YuzhiChen001 opened this issue 3 months ago · comments

nice work!
I want to know what is the difference between the controlnet you trained and the mutil-controlnet using Semantic Segmentation+Depth directly?
Any answers would be greatly appreciated!

YangXiuyu · Answer 1 · Fri May 10 2024 01:17:27 GMT+0800 (China Standard Time)

I have some questions about controlnet too. Did you train your controlnets from scratch? Or finetined on some pretraiend pixel-level semantic controlnets?

Fan Lu · Answer 2 · Fri May 10 2024 08:47:56 GMT+0800 (China Standard Time)

Hi, thanks for your interests.
Our pretrained controlnet model is specifically trained on KITTI-360 dataset with layout-based semantic/depth maps as conditional signals, which mainly covers semantics in urban scenes (e.g., car, building, road, etc).

YangXiuyu · Answer 3 · Tue May 14 2024 22:56:24 GMT+0800 (China Standard Time)

@FanLu97 Thanks for your reply. So your 2d condition images are rendered from the 3d layout right?

I'm very curious that, how you train your controlnets, did you use different prompt (generate from some existing network e.g, blip) or how you create the promps for the controlnet finetuning? And when generation, you give a prompt that defines the style? I notice that the editing results are still consistent to the layout but change the whole style. While in my case, I couldn't achieve that.

Fan Lu · Answer 4 · Wed May 15 2024 15:59:13 GMT+0800 (China Standard Time)

@OrangeSodahub
Hi, thanks for you interests.

Yes, our 2d condition images are rendered from the 3d layouts.
No, we do not use different prompts for controlnet training. Our controlnet is trained only on KITTI-360 dataset with empty prompt. When generation, we use different text prompt to change the style. The text-based control is the inherent power of pretrained Stable Diffusion. Even the controlnet is trained only on KITTI-360 dataset, it can also adapted to different styles. In the city transfer experiment, we found that the model can even generate boat rather cars when setting prompt to "in Venice", which is exciting.
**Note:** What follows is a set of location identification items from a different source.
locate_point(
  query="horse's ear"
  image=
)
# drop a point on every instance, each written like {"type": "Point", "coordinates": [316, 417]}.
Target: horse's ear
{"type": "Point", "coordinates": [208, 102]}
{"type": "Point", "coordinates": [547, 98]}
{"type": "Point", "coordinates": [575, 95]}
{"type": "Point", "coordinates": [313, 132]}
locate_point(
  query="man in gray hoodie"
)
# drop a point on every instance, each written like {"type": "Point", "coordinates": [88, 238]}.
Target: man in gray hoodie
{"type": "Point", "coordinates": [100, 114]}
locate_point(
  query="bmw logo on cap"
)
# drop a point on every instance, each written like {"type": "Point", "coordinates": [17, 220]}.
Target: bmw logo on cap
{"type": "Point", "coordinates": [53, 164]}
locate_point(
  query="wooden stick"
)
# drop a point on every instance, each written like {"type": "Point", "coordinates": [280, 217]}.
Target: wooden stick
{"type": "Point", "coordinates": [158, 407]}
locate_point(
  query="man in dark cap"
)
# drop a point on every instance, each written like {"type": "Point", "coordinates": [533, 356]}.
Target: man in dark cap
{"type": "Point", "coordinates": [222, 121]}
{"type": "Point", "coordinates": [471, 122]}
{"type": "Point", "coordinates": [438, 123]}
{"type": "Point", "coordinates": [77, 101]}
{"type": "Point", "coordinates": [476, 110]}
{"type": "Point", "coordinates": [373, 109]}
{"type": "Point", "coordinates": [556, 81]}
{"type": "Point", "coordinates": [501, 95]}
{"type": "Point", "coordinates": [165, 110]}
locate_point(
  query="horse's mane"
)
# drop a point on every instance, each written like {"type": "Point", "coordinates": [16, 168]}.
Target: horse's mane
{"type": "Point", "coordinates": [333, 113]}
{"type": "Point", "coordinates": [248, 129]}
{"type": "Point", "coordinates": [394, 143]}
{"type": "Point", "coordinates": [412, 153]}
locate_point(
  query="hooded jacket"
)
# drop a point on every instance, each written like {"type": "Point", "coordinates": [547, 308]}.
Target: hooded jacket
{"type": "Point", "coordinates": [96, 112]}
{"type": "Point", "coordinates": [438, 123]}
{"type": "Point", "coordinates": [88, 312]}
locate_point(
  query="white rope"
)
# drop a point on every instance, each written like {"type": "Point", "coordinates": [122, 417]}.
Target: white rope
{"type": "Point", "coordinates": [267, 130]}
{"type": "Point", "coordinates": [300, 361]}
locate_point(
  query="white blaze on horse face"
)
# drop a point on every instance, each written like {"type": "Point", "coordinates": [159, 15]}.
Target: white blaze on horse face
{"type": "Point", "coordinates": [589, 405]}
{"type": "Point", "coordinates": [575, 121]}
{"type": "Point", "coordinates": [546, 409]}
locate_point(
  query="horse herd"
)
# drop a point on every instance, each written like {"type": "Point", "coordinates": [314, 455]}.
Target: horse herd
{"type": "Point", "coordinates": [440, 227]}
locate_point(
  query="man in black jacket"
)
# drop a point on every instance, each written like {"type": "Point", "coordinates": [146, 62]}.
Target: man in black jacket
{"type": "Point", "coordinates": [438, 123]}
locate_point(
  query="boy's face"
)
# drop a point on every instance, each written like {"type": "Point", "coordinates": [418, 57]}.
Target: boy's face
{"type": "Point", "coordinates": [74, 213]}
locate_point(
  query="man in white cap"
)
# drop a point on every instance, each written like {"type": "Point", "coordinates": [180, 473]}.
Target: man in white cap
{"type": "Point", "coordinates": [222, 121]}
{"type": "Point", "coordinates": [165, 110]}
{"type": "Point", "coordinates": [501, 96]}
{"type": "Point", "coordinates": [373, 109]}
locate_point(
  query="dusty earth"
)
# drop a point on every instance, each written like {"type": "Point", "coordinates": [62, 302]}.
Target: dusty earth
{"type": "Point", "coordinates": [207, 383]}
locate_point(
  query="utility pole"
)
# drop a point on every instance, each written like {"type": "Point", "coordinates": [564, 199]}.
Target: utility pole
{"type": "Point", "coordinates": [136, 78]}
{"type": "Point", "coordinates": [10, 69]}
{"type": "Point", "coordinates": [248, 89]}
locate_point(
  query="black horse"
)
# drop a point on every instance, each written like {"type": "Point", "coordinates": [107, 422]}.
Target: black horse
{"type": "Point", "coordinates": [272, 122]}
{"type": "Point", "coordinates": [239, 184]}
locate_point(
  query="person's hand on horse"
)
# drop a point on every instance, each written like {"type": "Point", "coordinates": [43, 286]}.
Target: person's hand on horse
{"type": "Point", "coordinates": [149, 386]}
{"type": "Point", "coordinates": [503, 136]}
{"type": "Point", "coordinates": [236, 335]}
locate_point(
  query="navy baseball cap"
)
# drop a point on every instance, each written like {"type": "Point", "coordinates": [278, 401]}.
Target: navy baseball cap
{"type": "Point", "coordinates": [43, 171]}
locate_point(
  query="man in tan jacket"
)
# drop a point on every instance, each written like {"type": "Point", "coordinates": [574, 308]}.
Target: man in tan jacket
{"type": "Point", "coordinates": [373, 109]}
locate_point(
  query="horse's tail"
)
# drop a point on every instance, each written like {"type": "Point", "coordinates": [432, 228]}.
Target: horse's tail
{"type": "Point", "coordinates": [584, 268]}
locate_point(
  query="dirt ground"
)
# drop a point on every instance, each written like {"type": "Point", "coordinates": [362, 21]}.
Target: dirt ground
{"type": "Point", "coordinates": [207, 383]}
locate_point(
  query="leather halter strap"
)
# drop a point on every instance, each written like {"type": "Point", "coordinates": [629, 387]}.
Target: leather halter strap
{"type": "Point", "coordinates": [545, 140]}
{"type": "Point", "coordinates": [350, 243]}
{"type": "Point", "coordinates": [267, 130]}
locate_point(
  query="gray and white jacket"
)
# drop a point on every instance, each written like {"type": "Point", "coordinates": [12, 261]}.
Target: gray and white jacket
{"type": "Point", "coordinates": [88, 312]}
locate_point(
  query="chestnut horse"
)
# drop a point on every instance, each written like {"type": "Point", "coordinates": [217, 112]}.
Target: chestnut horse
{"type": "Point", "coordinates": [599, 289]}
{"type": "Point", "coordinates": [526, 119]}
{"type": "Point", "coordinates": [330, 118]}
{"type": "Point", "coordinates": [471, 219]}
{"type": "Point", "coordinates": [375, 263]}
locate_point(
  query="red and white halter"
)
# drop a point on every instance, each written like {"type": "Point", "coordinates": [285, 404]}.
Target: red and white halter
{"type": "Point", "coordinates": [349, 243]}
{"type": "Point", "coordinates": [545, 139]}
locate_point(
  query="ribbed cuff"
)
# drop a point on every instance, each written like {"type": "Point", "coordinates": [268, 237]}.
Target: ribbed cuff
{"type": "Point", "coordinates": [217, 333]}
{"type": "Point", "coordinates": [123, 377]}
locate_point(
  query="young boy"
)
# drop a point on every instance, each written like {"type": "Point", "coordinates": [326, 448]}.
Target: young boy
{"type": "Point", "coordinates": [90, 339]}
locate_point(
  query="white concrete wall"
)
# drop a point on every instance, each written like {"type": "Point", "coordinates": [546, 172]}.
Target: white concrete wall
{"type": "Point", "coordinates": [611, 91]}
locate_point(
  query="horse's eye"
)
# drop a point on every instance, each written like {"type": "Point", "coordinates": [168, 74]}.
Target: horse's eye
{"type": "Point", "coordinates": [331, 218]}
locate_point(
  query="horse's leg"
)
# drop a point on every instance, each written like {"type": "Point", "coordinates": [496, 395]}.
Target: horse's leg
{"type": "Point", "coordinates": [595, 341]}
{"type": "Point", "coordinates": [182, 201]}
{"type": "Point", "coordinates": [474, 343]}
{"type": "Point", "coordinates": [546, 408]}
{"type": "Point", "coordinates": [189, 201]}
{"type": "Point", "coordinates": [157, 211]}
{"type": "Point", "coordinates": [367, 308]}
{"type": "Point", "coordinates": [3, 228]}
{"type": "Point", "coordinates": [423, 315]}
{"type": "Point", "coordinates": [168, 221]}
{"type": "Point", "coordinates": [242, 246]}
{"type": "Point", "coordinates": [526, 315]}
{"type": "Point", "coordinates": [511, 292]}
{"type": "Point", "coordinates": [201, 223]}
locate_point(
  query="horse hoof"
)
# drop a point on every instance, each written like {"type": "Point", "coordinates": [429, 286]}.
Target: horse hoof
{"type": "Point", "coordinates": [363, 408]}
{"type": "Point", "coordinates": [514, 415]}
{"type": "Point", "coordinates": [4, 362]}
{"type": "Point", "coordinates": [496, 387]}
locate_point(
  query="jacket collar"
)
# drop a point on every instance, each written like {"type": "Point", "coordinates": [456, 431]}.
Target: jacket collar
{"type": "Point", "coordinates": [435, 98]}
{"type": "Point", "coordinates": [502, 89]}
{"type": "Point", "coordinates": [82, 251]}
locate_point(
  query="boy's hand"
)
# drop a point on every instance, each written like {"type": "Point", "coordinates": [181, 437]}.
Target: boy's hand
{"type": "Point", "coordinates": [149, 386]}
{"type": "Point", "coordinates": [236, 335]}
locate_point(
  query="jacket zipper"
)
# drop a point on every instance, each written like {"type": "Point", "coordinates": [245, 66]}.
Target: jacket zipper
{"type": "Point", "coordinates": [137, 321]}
YangXiuyu · Answer 5 · Wed May 15 2024 16:03:22 GMT+0800 (China Standard Time)

@FanLu97 Very helpful information. So your exact prompt is ""? I believe there must be a prompt embedding input

Fan Lu · Answer 6 · Wed May 15 2024 16:05:17 GMT+0800 (China Standard Time)

@OrangeSodahub Yes, the prompt for training ControlNet is "".

YangXiuyu · Answer 7 · Wed May 15 2024 20:22:31 GMT+0800 (China Standard Time)

So what is the value of the controlnet_conditioning_scale and guidance scale you used? guidance_scale might be 7.5

BTW, the condition input to controlnet is rgb? or its label id?

Fan Lu · Answer 8 · Thu May 16 2024 09:10:42 GMT+0800 (China Standard Time)

@OrangeSodahub

The controlnet_conditioning_scale is set to 1. However, if you use text prompt to control the style, the controlnet_conditioning_scale should be set to a smaller value, e.g., 0.5. guidance_scale is set to 7.5 as default.
We map label id to rgb. You may refer to our dataloader for more details.